Energy (E) of a photon = qV

where q is the elementary charge (approximately 1.602 x 10^-19 coulombs) and V is the voltage.

Given that the applied voltage (V) is 640 kV (640,000 volts), we can calculate the most energetic X-ray photon's energy as follows:

Energy (E) = q * V

E = 1.602 x 10^-19 C * 640,000 V

E ≈ 1.02528 x 10^-13 joules

Now, let's convert the energy from joules to electron volts (eV):

1 eV = 1.602 x 10^-19 joules

Energy (E) in eV ≈ (1.02528 x 10^-13 joules) / (1.602 x 10^-19 joules/eV) ≈ 639.98 eV

So, the most energetic X-ray photon produced by the X-ray tube has an energy of approximately 639.98 electron volts (eV).

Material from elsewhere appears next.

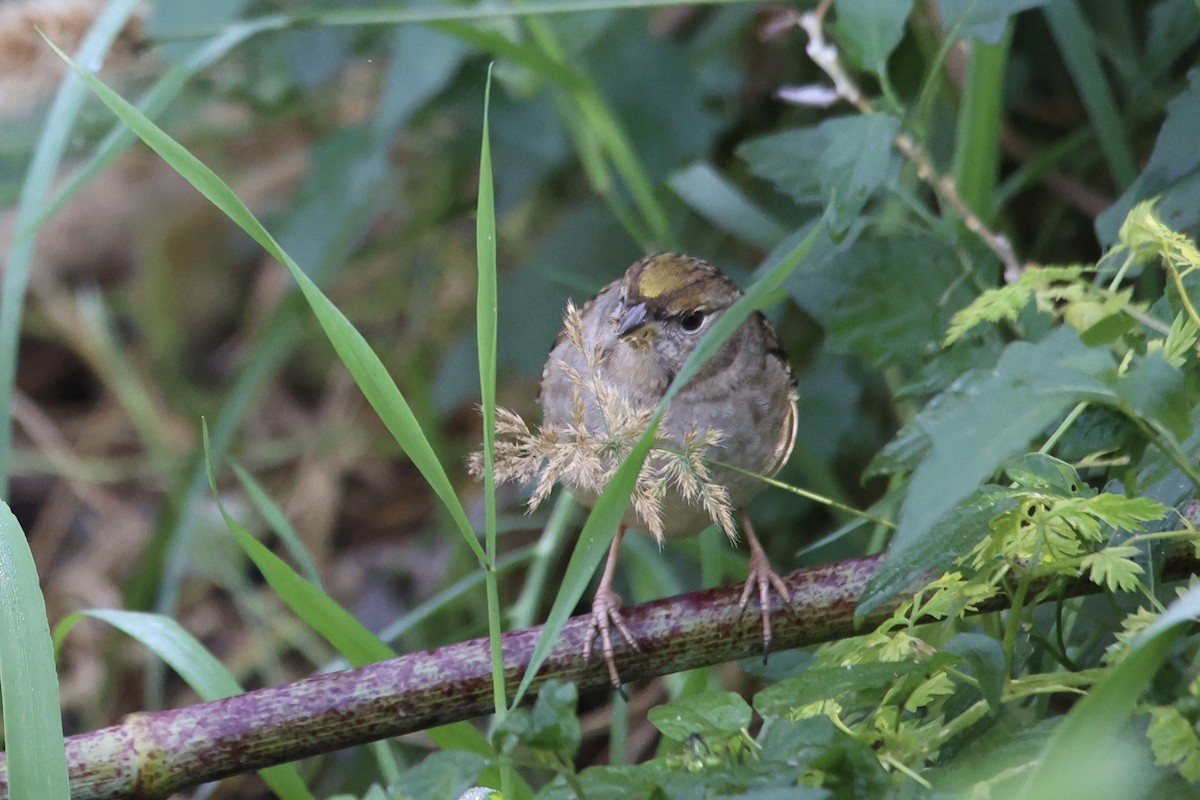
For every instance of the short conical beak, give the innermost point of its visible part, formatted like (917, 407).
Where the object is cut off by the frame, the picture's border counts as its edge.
(631, 319)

(b) To find the wavelength (in nm) of such an X-ray, we can use the relationship between photon energy (E) and wavelength (λ) for electromagnetic waves, including X-rays:

Energy (E) of a photon = h * c / λ

where h is Planck's constant (approximately 6.626 x 10^-34 joule-seconds) and c is the speed of light in a vacuum (approximately 3.00 x 10^8 meters per second).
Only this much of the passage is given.